Per contro, nell’estetica romantica dell’autonomia espressiva della musica, la traducibilità musicale di un testo viene ridotta al piano di una generica Stimmung, di un approssimativo clima espressivo (Hegel, Estetica, 1817-29), oppure drasticamente negata nell’assunto «formalistico» di una musica autosufficiente e priva di riferimenti e significati esterni (E. Hanslick, Del bello musicale, Vom Musikalisch-Schònen, 1854, in prospettiva «neoclassicista»; B. de Schloezer, Introduzione a J.S. Bach, Introduction à J.S. Bach, 1947).
In anni più recenti, contributi a una migliore comprensione della complessità del rapporto parola-musica sono venuti dallo strutturalismo e dalla semiologia, con lo studio dei processi di interazione dialettica fra sistemi di significazione diversi (A. Moles, Teoria dell’informazione e percezione estetica, Théorie de l’information et perception esthétique, 1968; N. Ruwet, Linguaggio, musica, poesia, Langage, musique, poesie, 1972), e in campo letterario da una nuova attenzione alla funzione dell’«oralità» e alla «presenza della voce» implicata nel testo poetico (P. Zumthor, La presenza della voce, 1983; C. Bologna, Flatus votis. Metafisica e antropologia della voce, 1992). Ma un più radicale ripensamento di tutta la questione in un quadro concettuale più ampio di quello derivato dall’esperienza occidentale si deve soprattutto all’etnomusicologia e all’antropologia culturale (M. Schneider, Gli animali simbolici e la loro origine musicale; EI origen musical de los animales-simbolos, 1946. C. Lévi-Strauss, Antropologia strutturale, Anthropologie strutturale, 1958; A. Merriam, Antropologia della musica, Anthropology of Music, 1964), che hanno mostrato come il rapporto parola-musica si ponga in termini diversi da cultura a cultura, e sia condizionato a livello profondo dall’attitudine di ciascuna cultura verso la propria lingua (specie in quelle lingue che non conoscono una netta distinzione fra il parlare e il cantare).

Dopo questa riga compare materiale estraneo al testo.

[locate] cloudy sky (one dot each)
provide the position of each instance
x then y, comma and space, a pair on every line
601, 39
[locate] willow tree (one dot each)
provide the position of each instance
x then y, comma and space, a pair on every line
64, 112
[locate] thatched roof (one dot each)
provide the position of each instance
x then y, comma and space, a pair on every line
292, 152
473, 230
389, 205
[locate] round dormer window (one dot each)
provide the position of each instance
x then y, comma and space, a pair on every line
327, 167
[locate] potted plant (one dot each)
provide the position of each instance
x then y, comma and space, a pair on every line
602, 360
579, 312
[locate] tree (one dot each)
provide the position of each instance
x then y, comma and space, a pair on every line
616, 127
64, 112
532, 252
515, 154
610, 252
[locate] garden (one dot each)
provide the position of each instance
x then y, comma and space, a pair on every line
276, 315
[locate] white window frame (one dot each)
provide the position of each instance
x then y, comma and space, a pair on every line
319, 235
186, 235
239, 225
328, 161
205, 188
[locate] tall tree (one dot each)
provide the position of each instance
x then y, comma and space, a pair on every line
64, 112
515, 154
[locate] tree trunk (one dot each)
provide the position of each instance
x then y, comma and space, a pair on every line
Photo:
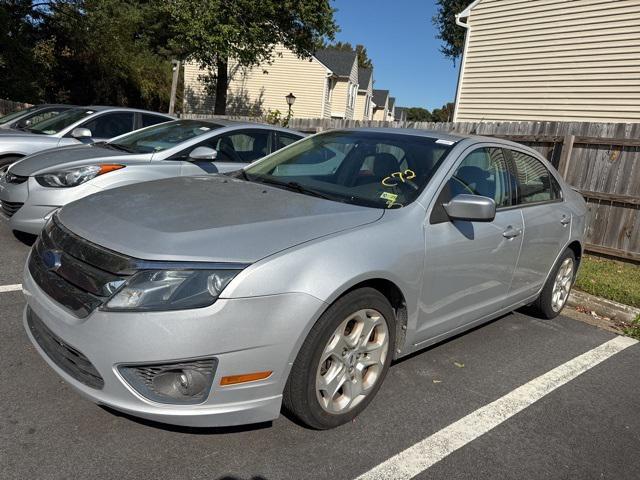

Pur nell’estrema varietà delle formulazioni, una possibile distinzione di ordine generale è quella che considera il «livello» in cui elementi del linguaggio verbale acquistano rilevanza musicale e influenzano la configurazione del canto. Si può infatti distinguere fra il livello delle unità fonetiche e prosodiche di base (intonazione delle sillabe, struttura fonica e dinamica delle parole, accentazione ecc.) e il livello delle unità strutturali maggiori (struttura metrica, articolazione fraseologica, versi ecc.). Il primo caso si riferisce soprattutto alle lingue cosiddette «intonate» (come molti idiomi orientali, fra cui il cinese, e alcuni africani), nelle quali il significato dei vocaboli dipende dall’altezza e dal tipo di intonazione con cui si pronunciano le sillabe, per cui il profilo melodico del canto risulta «generato» dalle parole del testo. Sebbene in forme più libere, anche in Occidente una certa subordinazione della melodia alla parola caratterizza in genere il canto popolare rispetto alle melodie vocali «colte», assai meno dipendenti dal parlato (e perciò aperte a una maggiore varietà di formule).
Quanto al secondo caso, è interessante notare come la musica adatti dalla poesia e dal discorso verbale vari principi di coerenza formale e figure sintattiche (verso, strofa, frase, periodo, anafore, incisi, ellissi ecc.). Questo fatto non va inteso come il segno di una maggiore antichità della poesia rispetto alla musica, ma come una traccia del modo in cui la poesia ha esercitato durante i secoli una funzione di modello, un ruolo strutturante (e istituzionalizzante) nei confronti della musica, sempre tuttavia nel contesto del reciproco ricercarsi e convergere dei due linguaggi: nella continua tensione della lingua a farsi suono e della musica ad assimilare la «spiritualità della parola» (S. Kierkegaard). Come ha osservato N. Ruwet, di molti costrutti formali della musica e della poesia, specie di quelli basati sulla dialettica della reiteratio, del cambiamento, del ritorno ciclico (le forme strofiche, il principio del ritornello ecc.), sarebbe difficile immaginare uno sviluppo fuori dell’interazione fra i due sistemi. Di tale interazione rimangono indizi, del resto, nei più arcaici dei nomi di forme poetiche, quasi tutti provenienti dalla sfera del suono e del canto (lirica, elegia, ode, salmo, canzone, sonetto ecc.) o della danza (coro, ballata, rondeau).
Al di là di discutibili questioni di priorità, il rapporto poesia-musica è forse da considerarsi come il punto di intersezione o di equilibrio – continuamente mutevole –fra due sistemi che, a partire da una base comune (la sostanza sonora, sviluppata discorsivamente nel tempo), sono sottesi da forze che tendono in direzione opposta: la subordinazione degli elementi prosodici e sintattici alla significazione lessicale (il linguaggio poetico-verbale), e lo sviluppo di quegli stessi elementi su un piano di significazione assoluta, la musica.